Saturday, October 11, 2014

A stupa to save them all

This morning, Saturday, I switched hotels so I could be strategically closer to the contact I made with an organization that works to reduce poverty and for my purposes, amoung women farmers through training.  I figured if we’re able to meet during the week, I should do the courtesy of being easy to reach.  Being that the Backyard Hotel I was at was in the heart of the Thamel touristy region I was nervous that by moving I would be out in the ‘burbs away from the comforting amenities of flute and hash sellers, narrow streets thick with fumes and horns, and a plethora of restaurants, shops, hotels, and other tourists to swap stories with at breakfast.  

Arriving at PBK I was pleasantly surprised, however. There was something entirely visceral about the positive energy of the area.  When I was checking in, I found myself blubbering cheerily about how nice it felt there to which Koudna at the front desk replied, well that’s because this is a very spiritual place. That may be an understatement.

At the centre of the Bodhnath area is Asia’s largest stupa or shrine and is a place that Lonely Planet says sees thousands of Buddhist pilgrims gather to ritually circumnavigate clockwise “beneath the watchful eyes of the Buddha”.  It’s true. The place is bustling but in a more tame, peaceful way than Thamel.  I watched as pilgrims passed around the entire girth of the stupa rolling these columnar metal tubes (I realize now my knowledge of the structure of the stupa is incredibly lacking), touching the tiny Buddha in between, rolling the next ones, and so on around the whole thing.

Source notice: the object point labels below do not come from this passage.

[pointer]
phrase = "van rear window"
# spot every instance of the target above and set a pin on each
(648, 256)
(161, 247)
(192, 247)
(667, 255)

Hummous, thalapi (sp?) a squeeze of lime and a really nice
fruit lassi curd drink.
Another great place to view the goings on is from one of the many rooftop restaurants.  Several flights up and you have the best view in all of Kathmandu. I even saw my first snow topped mountain from a rooftop cafĂ© while enjoying a milk coffee and ginger cookies this morning. There is no end to good food so far (and so long as you check your guidebook and ask about their hygiene practices!).   Later on I stopped for a small lunch of hummous and a fruit lassi—a room temperature fruit smoothie made with ‘only the finest curds”.  I wasn’t sure what to expect but it was totally delicious. 


Anyhow, I really feel like this move was a breath of fresh air. I could walk around the stupa a thousand times and never cease to find it fascinating and even entrancing.  The aging buildings that surround it are so full of character it creates a really warm facade that takes you away from the bustling city found just on the other side.